I am working on the C++ computational core of some CAE software that runs cross platform and which uses QT for the UI.
I develop primarily in Mac OS X on a M4 Max Studio with Windows 11 ARM64 and Ubuntu ARM64 VMs hosted by Parallels. I use VS Code on all platforms and clang with LLVM OpenMP ( not Apple Clang which does not support OpenMP)
When doing some benchmarking on Mac OS I noticed that OpenMP code would perform extremely well when solving , say, a benchmark, but when running a more complex models I would see the CPU usage drop to 25% and the time taken for a solution would be quite long. It turns out OpenMP threads were running (only) on the 4 slower E-cores instead of the 12 P-cores. I could see that behavior in "Instruments".

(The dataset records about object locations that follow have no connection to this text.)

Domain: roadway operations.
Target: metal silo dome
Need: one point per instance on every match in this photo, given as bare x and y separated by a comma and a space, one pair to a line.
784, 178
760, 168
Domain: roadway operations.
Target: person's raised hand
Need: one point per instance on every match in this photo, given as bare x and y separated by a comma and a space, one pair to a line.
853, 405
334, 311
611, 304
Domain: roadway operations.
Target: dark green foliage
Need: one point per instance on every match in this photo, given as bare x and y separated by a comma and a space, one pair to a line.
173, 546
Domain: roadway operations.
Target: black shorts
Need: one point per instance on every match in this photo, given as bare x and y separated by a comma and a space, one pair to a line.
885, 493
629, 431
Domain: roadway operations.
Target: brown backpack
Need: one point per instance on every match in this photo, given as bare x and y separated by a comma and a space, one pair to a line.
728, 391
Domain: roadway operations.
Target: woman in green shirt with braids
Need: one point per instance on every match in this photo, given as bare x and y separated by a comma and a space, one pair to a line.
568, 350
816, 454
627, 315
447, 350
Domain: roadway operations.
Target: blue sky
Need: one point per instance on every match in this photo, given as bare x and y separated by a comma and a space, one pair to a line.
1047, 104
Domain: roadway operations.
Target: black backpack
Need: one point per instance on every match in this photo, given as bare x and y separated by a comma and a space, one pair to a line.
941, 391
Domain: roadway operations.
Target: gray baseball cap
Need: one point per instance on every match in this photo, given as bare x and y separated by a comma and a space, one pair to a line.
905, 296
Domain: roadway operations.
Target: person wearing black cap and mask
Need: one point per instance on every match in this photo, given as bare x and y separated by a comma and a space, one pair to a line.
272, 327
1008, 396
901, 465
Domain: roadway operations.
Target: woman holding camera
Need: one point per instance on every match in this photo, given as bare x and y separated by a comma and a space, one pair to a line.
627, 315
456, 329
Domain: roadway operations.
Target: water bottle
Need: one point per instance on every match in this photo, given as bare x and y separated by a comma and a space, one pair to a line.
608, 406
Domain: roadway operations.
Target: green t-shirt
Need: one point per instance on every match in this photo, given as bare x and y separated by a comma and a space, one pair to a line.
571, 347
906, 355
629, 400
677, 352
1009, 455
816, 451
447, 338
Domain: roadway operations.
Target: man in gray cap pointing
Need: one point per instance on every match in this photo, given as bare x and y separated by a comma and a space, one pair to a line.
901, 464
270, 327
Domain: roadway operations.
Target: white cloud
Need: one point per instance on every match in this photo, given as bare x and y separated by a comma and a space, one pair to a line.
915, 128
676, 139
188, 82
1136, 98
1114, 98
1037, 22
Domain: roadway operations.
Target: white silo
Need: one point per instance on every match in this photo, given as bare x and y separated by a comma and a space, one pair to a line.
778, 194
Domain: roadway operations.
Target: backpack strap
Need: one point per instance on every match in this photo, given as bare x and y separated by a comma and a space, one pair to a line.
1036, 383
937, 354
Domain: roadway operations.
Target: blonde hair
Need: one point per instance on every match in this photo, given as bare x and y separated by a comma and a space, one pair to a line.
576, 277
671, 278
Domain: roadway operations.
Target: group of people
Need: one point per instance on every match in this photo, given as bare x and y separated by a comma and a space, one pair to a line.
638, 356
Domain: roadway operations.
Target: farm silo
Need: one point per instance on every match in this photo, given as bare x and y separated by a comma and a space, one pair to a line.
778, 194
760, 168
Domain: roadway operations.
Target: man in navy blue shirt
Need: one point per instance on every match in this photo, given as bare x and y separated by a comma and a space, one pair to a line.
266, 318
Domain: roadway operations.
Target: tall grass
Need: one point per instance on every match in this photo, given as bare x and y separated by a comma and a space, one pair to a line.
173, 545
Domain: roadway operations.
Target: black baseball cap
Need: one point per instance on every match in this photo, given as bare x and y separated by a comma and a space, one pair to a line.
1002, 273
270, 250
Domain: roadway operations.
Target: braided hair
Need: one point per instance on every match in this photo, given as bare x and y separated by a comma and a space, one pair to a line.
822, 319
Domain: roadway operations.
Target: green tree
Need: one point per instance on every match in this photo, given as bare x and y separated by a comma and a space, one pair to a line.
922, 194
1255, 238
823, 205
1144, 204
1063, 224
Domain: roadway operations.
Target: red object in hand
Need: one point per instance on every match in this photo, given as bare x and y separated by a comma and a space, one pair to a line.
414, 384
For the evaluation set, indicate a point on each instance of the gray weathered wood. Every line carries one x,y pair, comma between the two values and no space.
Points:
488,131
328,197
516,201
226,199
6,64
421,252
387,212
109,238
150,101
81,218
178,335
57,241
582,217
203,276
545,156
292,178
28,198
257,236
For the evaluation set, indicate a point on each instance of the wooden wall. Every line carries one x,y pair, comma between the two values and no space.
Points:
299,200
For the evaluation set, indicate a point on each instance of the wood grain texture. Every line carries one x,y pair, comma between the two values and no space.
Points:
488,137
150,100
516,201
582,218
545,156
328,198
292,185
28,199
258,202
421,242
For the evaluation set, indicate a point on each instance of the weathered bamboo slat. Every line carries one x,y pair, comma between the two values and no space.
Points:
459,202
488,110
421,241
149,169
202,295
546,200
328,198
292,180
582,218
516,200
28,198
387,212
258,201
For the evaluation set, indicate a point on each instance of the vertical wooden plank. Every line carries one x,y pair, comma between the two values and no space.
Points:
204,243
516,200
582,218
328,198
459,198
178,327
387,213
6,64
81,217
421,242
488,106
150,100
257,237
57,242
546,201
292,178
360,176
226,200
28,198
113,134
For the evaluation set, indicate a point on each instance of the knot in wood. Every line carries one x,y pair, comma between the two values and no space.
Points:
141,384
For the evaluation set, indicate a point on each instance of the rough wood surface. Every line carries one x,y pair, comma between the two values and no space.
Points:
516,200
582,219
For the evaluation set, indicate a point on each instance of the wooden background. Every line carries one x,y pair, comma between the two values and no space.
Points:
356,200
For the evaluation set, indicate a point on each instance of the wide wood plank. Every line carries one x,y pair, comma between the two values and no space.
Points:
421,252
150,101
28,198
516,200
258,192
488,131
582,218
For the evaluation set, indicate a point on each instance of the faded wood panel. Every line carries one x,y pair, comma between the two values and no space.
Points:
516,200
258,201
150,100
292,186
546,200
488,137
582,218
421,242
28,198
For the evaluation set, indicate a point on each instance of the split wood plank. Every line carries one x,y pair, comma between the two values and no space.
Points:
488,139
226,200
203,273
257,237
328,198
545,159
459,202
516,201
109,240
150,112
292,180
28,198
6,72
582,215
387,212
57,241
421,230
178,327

I found the solution was the code pattern below - the thread is elevated to a P-core before doing any expensive work.
I realize that you can use OMP_PLACES to force OpenMP to only use specific cores, but that's somewhat machine/processor specific.
#ifdef Q_OS_MACOS
#pragma omp parallel if (!omp_in_parallel())
{
pthread_set_qos_class_self_np(QOS_CLASS_USER_INITIATED, 0);
#pragma omp for schedule(dynamic)
for(int i=0;i<n;++i){...
Another issue was that when my test app was in the background the OpenMP threads could be forced to be running only on E-Cores by Mac OS "App Nap". This can be avoided by using Objective-C code to disable "App Nap" in the "run" of a "Worker" thread.
void Worker::run()
{
#ifdef Q_OS_MACOS
id<NSObject> activity = [[NSProcessInfo processInfo]
beginActivityWithOptions:NSActivityUserInitiatedAllowingIdleSystemSleep
reason:@"long CAE computation"];
#endif
try {
// ... runFunction_ ...
} catch (...) { ... }
#ifdef Q_OS_MACOS
[[NSProcessInfo processInfo] endActivity:activity];
#endif
}